A circuit breaker is all on or all off, here you can decide and make a decision about how you want your service to degrade. When using these things you have to, have to, have to understand exactly how they work and also, remember to turn it back on when you fix it. The last thing I want to talk about is dynamic configurations, this is a lot more big words, but what I mean by this is this is very similar to the talk previously. How do you know your configuration is good? You may make some guesses based on your platform, based on your knowledge about how your platform behaves. Like, "Well, we want 500 millisecond long requests, they're garbage anyway. We can't meet or escalate with that." Sometimes you know and sometimes you don't. Right?

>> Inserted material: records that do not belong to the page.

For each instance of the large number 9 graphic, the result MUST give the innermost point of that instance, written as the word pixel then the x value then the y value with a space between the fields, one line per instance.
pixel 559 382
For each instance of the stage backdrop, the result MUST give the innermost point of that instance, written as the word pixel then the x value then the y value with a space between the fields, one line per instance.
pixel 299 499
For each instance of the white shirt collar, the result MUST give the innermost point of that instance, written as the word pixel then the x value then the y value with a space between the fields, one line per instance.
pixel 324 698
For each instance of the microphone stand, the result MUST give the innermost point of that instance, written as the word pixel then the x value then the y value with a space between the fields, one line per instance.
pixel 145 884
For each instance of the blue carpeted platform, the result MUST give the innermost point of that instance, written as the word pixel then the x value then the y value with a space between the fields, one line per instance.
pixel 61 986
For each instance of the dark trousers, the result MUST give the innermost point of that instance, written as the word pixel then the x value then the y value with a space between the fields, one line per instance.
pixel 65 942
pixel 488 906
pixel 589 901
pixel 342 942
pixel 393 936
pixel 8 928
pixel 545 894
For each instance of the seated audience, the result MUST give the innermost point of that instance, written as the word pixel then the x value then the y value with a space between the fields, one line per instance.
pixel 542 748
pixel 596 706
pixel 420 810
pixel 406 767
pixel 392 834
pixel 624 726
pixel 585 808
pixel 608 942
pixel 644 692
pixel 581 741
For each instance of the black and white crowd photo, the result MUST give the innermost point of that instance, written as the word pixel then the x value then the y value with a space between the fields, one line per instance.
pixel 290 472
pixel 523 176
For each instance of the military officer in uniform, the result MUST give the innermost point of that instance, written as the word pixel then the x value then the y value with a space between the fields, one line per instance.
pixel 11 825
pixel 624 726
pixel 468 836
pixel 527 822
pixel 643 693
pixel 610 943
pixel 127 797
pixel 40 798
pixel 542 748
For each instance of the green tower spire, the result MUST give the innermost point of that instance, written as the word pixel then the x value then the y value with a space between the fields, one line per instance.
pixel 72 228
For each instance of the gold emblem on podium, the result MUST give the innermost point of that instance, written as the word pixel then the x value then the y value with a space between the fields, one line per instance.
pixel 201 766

Sometimes you decide your assumption about those requests is wrong. Well, you don't necessary have to accept that as set in stone and what I mean by this, and I'll give a few concrete examples here, is how about caches? Caches are kind of black heart in terms of tuning. How do you do it? What's the correct cache ETL? How long do you hold onto things? Maybe it's too long, maybe you're running out of memory, maybe ... who knows, right? And a lot of the times you're deploying these things kind of carefully, you're monitoring the heck out of it to make sure that you're not impacting your overall CPU usage or your memory usage based on the type of system you're running.

You can push, you can store your configuration in a feature flag and decide what value you should put out there. You may start with the value that's out there in the wild right now and then, roll, as you get understanding, to a new configuration. More differently, you can get to a point where you are pushing configuration based on routes or other aspects of your instance. This is kind of poor man's tracing in some ways or you can degrade functionality based on a particular route or a particular IP or a particular node set, particular method, particular account. You can provide different configuration sets for different types of things as long as you instrument them that way.

Now, how you do that in your platforms, this is going to be an adventure, understanding how you might do this, that's gonna be up to you. But, it's something that you can do with feature flags without redeploying. So, hopefully, as I spent the last 10 minutes up here, I have accomplished my goal of helping you think about ... hopefully, these were not completely obvious like, "Well, of course, that's just on two," ways of using feature flags and possibly a different way of fitting it into your DevOps puzzle, however you decide to do that.